The main identified phyla that respond to exercise are Firmicutes and Actinobacteria, which contain the Lactobacillus and Bifidobacterium species, respectively.

In addition, the short-chain fatty acid-producing genera also appear to increase in response to exercise. Further research is undergoing to understand the mechanisms of how specifically exercise influences the microbiome, and the mediators involved in the gut-brain axis.

This may lead to the development of various treatment combinations that includes exercise plus probiotics to mitigate (or improve) specific disease states.

References

1. Feldman M., (2017) Gut-brain Axis : From: Translational Bioinformatics and Systems Biology Methods for Personalized Medicine.
2. Carabotti, M., Scirocco, A., Maselli, M. A., & Severi, C. (2015) The gut-brain axis: interactions between enteric microbiota, central and enteric nervous systems.

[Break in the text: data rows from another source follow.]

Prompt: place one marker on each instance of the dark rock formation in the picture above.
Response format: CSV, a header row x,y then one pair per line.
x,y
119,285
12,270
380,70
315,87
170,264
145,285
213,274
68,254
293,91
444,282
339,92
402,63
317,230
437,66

Annals of gastroenterology, 28(2), 203–209.
3. Appleton J. (2018) The Gut-Brain Axis: Influence of Microbiota on Mood and Mental Health. Integrative medicine (Encinitas, Calif.), 17(4), 28–32.
4. Foster, J., Rinaman, L. & Cryan, J. (2017) Stress and the gut-brain axis: Regulation by the microbiome. Neurobiology of Stress. 7: 124-136.
5. Clark, A., & Mach, N. (2016) Exercise-induced stress behavior, gut-microbiota-brain axis and diet: a systematic review for athletes. Journal of the International Society of Sports Nutrition, 13: 43.